Роб взглянул на меня без удивления, но вопросительно. Я кивнула:
– Он никогда не говорил мне, но я думаю, у него был этот дар.
– Почему ты так решила?
– Ну, пару раз это проявлялось. Сначала – когда я поранилась в школе и он узнал, хотя никто ему не сообщал. Такого рода связь. И думаю, когда он умирал, тоже пытался связаться со мной и не смог, но сумел послать сигнал в Эшли. А здесь был ты, ты принял сигнал и передал мне.
– Наподобие спутника связи?
– Что-то вроде. Да. И сработало. Сообщение пришло от тебя, а не от него.
– Это была тяжелая ночь. – Роб открыл форточку, спрятал в карман инструменты и, поставив ногу на верхнюю ступеньку и опершись подбородком на кулак, посмотрел на гирлянды вьющихся растений. – Я спал и вдруг проснулся, словно кто-то пнул меня в голову, и было больно. Сначала я подумал, что захворал, а чуть погодя уловил сигнал. И он мне не понравился. Потом, как всегда, я стал думать о тебе и понял, что говорю с тобой. Наверное, когда кипяток или что-нибудь такое течет по трубе, она раскаляется. Вот и я чувствовал себя такой трубой.
– Бедный Роб! Но ты помог мне. И еще как помог! Если бы я не приняла твое сообщение... Но я не о том. Я говорила о нашем общем даре. Теперь я уверена, что ни Эмори, ни Джеймс им не обладают. Джеймс как-то сказал мне, что они могут «читать мысли друг друга», но если это и правда, то он говорил об обычной связи, какая бывает между близнецами, что-то вроде шестого чувства – интуиции. Не то что у нас.
– А наше чувство – седьмое?
– Да.
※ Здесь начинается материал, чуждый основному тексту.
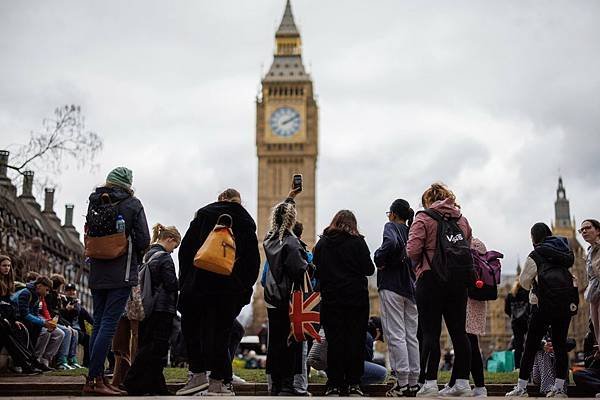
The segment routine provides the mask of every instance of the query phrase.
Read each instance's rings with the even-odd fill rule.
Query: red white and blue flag
[[[296,342],[303,342],[310,337],[321,343],[319,329],[321,326],[321,293],[304,290],[292,291],[290,299],[290,336]]]

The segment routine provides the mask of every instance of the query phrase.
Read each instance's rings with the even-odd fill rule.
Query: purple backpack
[[[502,269],[500,259],[504,255],[497,251],[479,254],[477,251],[471,250],[471,253],[473,255],[475,281],[469,287],[469,297],[480,301],[496,300]]]

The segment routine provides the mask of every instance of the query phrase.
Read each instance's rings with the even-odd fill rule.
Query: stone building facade
[[[302,61],[300,32],[288,0],[275,33],[273,63],[262,78],[256,99],[259,243],[269,230],[271,209],[285,199],[292,176],[302,174],[303,190],[296,198],[298,221],[304,225],[302,239],[309,248],[315,244],[318,111],[312,78]],[[250,331],[258,331],[265,321],[262,287],[256,285]]]
[[[91,311],[89,267],[84,262],[79,232],[73,226],[74,206],[65,205],[62,223],[54,210],[54,189],[46,188],[42,208],[33,195],[33,171],[23,172],[18,195],[7,174],[9,156],[8,151],[0,151],[0,253],[13,259],[19,281],[28,271],[64,275],[67,282],[77,285],[82,304]]]

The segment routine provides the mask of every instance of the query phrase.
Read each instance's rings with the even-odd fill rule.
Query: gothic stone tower
[[[556,189],[556,201],[554,202],[554,223],[552,224],[552,233],[557,236],[564,236],[569,240],[569,246],[575,254],[575,264],[571,273],[577,278],[579,287],[579,311],[571,319],[569,336],[577,340],[576,349],[583,349],[583,338],[588,330],[589,309],[583,297],[583,292],[587,287],[587,274],[585,270],[585,250],[577,240],[575,233],[575,219],[571,219],[571,210],[567,192],[563,185],[562,177],[558,178],[558,188]]]
[[[256,99],[256,153],[258,156],[258,238],[269,229],[271,209],[283,201],[292,176],[302,174],[303,191],[296,198],[302,239],[315,243],[315,186],[318,155],[318,106],[313,83],[302,62],[300,32],[287,0],[275,33],[275,55],[263,77]],[[262,246],[261,246],[262,253]],[[264,260],[264,257],[263,257]],[[262,288],[254,293],[253,328],[266,320]]]

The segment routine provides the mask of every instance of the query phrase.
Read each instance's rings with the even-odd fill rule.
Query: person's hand
[[[54,329],[56,329],[56,325],[50,319],[50,320],[44,321],[44,328],[46,328],[46,329],[48,329],[48,331],[52,332]]]
[[[69,303],[69,304],[67,304],[67,306],[65,308],[67,309],[67,311],[73,311],[73,309],[75,308],[75,305],[73,303]]]
[[[302,192],[302,188],[297,188],[297,189],[292,188],[292,190],[290,190],[290,192],[288,193],[288,197],[293,199],[296,196],[298,196],[300,194],[300,192]]]
[[[554,353],[554,347],[552,347],[552,342],[551,341],[547,341],[544,344],[544,351],[546,353]]]
[[[15,325],[17,326],[17,328],[19,329],[27,329],[27,327],[25,326],[24,323],[20,322],[20,321],[15,321]]]

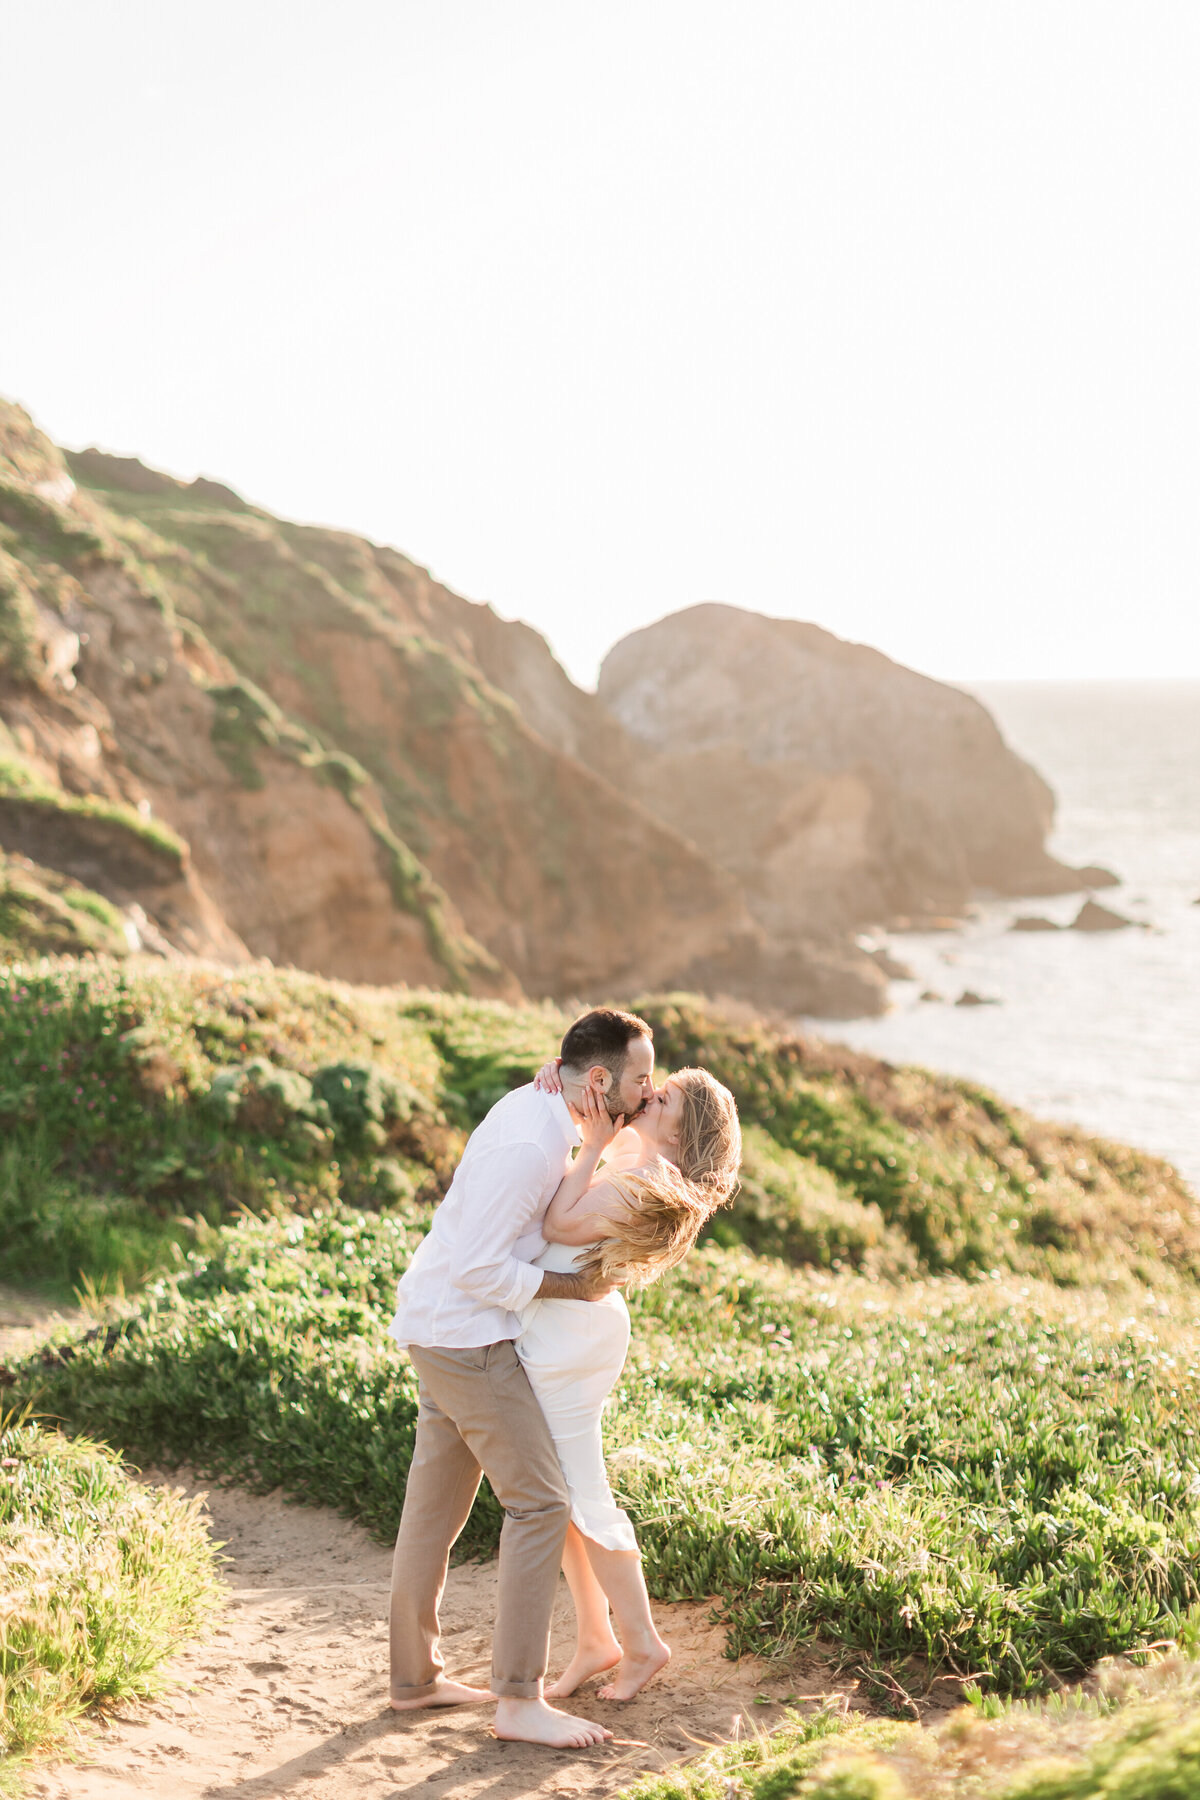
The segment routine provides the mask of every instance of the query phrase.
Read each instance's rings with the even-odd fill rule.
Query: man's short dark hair
[[[597,1064],[618,1081],[625,1071],[629,1046],[635,1038],[653,1042],[654,1033],[636,1013],[597,1006],[576,1019],[562,1041],[562,1059],[568,1069],[594,1069]]]

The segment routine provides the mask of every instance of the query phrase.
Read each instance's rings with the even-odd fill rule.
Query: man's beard
[[[608,1108],[610,1119],[624,1119],[627,1125],[632,1125],[635,1119],[641,1118],[650,1102],[643,1100],[640,1105],[634,1107],[632,1112],[627,1112],[619,1100],[615,1100],[611,1094],[605,1094],[604,1104]]]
Правда? – Я подняла голову и улыбнулась ему. – Пожалуй, это так. Особое и магическое... Я уверена, у близнецов нет ничего подобного. А если бы было, эти последние несколько дней оказались бы еще труднее. Так ужасно запираться от тебя!
Протянув руку, Роб стал рассеянно отцеплять усики жасмина от проволоки.
– Однажды я видел картину, – проговорил он, вспоминая. – Она называлась «Отвергнутый любовник». Тогда она меня потрясла. Он сидит, понурясь, прислонившись к косяку. Наверное, перед этим тщетно стучался в проклятую дверь.
– Ты не стучался. Во всяком случае, не сильно.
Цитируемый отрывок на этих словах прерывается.